1. You have a class that supports to input sample records and to compute the
average of the samples. The class has two members: total and count. How
would you make the class thread-safe? If 99% of the time average() is called
, how to optimize for that?
2. Talk about your recent interesting project/bug.
3. You have 100 files, each containing 10G sorted integers. How to merge all
integers into one sorted file?
4. Write a function to reverse digits of an integer. E.g. 123 --> 321, -890
--> -98.
5. Discuss design challenges of a distributed web crawler running on
commercial PCs. How to utilize network bandwidth of those PCs efficiently?
6. How to test if an API is thread-safe or not?
7. How to convert a single threaded application to multiple threaded?
8. Given a non-negative integer array representing an elevation map whereas
the width of each bar is 1, compute how much water it can contain after
raining. For example, given [0,1,0,2,1,0,1,3,2,1,2,1], returns 6. What is
the complexity of your solution?
9. You have an API and you want to wrap it up such that it cannot be called
more than N times a second. How to do this in a multiple-threaded
environment?
10. Design a system to provide suggestions to the search box. How would you
update such a system with new search data when it is running?
11. Introduce your research.
12. Design a BigInt class to represent unlimited size of integers. Implement
a member function add(int).
13. You have two movie tickets and want to invite a friend to watch movie
together. You can invite several friends simultaneously. Each one of them
independently has probability p to accept your invitation. How many friends
should you invite to maximize the probability that exactly one friend
accepts your invitation?
谨以此感谢版上提供经验的各位前辈并顺求祝福!
-------------------------------------------------------------------------------
-------------------------------------------------------------------------------
-------------------------------------------------------------------------------
-------------------------------------------------------------------------------
自战解说:
1. For the 1st part of the question, I answered that read-write mutex is a possible solution and to design a good solution we'd like to know the usage pattern. Thus the 2nd part of the question and I answered that the member to input sample records can update a new member average, so that average() just needs to read and no lock is needed.
2. ...
3. I proposed two solutions: n-way merge and counting sort. Then I was asked to decide which one is better and I said counting sort, because it is easier to paralellize and uses less memory. Then I was asked to implement it but I ran out of time for the details. As a hindsight, I should make sure of these in implementation: what's the range of possible input? Any known distribution? Will my program be 32-bit or 64-bit? Is the count of some number possible to overflow? Can INT_MIN be counted correctly?

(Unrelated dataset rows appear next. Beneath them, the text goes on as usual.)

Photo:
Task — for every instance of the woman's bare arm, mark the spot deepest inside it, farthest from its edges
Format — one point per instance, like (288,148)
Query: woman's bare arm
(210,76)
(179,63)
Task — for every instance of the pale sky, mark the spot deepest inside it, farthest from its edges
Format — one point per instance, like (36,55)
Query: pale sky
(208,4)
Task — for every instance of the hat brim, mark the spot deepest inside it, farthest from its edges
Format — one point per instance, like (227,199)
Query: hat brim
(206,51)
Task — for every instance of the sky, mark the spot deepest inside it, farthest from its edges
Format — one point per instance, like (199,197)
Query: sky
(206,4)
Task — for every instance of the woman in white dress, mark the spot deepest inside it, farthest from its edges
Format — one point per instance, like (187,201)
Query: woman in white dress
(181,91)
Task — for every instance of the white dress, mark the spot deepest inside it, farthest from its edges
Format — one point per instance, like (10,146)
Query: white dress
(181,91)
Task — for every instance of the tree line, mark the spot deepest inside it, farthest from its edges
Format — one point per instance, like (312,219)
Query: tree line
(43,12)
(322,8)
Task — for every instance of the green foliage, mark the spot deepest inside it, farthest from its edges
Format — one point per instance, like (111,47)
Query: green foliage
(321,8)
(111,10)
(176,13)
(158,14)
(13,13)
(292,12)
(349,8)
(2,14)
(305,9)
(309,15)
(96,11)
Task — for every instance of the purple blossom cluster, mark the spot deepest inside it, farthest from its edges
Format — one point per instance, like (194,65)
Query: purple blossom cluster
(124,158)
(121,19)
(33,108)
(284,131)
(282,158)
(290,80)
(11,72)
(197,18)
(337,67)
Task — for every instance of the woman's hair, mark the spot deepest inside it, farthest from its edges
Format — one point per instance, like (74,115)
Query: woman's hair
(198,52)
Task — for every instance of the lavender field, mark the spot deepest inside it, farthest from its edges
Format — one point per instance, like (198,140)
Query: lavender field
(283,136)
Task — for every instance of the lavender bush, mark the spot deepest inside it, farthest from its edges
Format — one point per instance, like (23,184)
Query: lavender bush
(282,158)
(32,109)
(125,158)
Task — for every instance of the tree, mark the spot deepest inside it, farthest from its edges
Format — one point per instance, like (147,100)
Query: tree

4. I came up with a recursion solution at first and changed it to an iterative version per requested. Hindsight: not all input integer can be reversed correctly and the valid input is not a simple continuous range.
5. I have little knowledge about web crawler so I asked a lot of questions. I suggested to utilize the geography information of target websites to dispatch the work load and to pool connection/job at each PC. This did not seem to be the interviewer's expectation as he told me hints about how to resolve DNS to IP addresses efficiently, how to deal with slow web sites, etc.
6. I told him thread-safety should be part of the API's interface and I cannot tell without source code. I just googled and it seems that there's no solution to this problem?
7. I told him that I would first decide if multi-thread is appropriate for the application. And then discussed the strategy of converting thread-unsafe APIs to services. Lots of detailed discussion on this problem about design choices.
8. My idea is to find the global maximum element in the array first, and then look from beginning to the global maximum, identify a "lake" after each current maximum and accumulate the water volume, and then look from the end to the global maximum in symmetry. Time complexity is O(n). Space complexity is O(1).
9. I started with a naive solution using sleep() and figured out the real requirement at that time. Then I talked about using a semaphore and to set up timer/callback to update semaphore. That's not the best solution either and the interviewer hint me to use a queue to record time stamps of the N most recent calls. I should be able to find this solution without hint.
10. A very complicated problem. We discussed browser-side/server-side work, trie (prefix tree) at letter level or word level, client side pre-fetching, how to store/build server-side data structure using lots of commercial PCs, possible data compression schemes, an estimate about how many PCs will I use according to my design, and more stuff I do not remember. For the question about how to update the system with new search trend data, I suggested to process the data offline using another set of PCs and switch live/offline set periodically. I felt quite satisfied about myself on this question.
11. ...
12. I first said that I can use a string to store each digit of the BigInt and realized that it is a dumb design when he asked me to implement it. Then I changed to use vector and a sign bit to store the BigInt. There were continuous questions on my implementation of BigInt::add(int). I am not very satisfied about my solution to this problem as I did not support adding a negative int in the time given.
13. I told him immediately that the answer is floor(1/p). But then he asked me why? I said that I remember this is binomial distribution and wrote down the formula f=n*p*(1-p)^(n-1). The interviewer still asked why and showed me that df/dn=0 does not result in n=1/p. At that time I was puzzled but still insisted that my memory should be correct. I was not able to get the correct deduction in time. So I emailed HR the solution that night and hope he would forward my solution to the interviewer per my request.
心得:本以为会被问到比较难的算法题,比如DP, string matching, suffix tree, graph algo, operations on binary tree啥的。或者OO概念,design pattern之类的设计问题。不过实战都是非常质朴而实际的问题,并没有单纯为了增加难度而出的题。白板编程一定要好好练习,听到问题后第一件事是澄清问题、确认几个测试用例、设法限制输入(assert)、明确边界条件,同时最快时间考虑出一个基本解决方案,然后再考虑优化。即使运气好碰到做过的题,也务必按照顺序给出分析思考解决优化的全过程。白板编程要注意程序篇幅的控制,根据内容多少选择恰当的字体大小;如有可能,程序中可以使用辅助函数并多半不用实现之;遇到程序分支先实现错误处理、特殊情况等短分支,再实现主体算法分支,以便控制篇幅及避免遗忘。
总体看来,G家面官准备的技术问题都颇靠谱。完全没有behavior question这一点也甚合我意。唯一不爽的是好几个面官都时间耗尽,没有机会问他们问题;倒也有几个面官比较体贴,技术问题前让我先问问题,不过他们似乎对我的问题都无准备,回答并不能使我满意。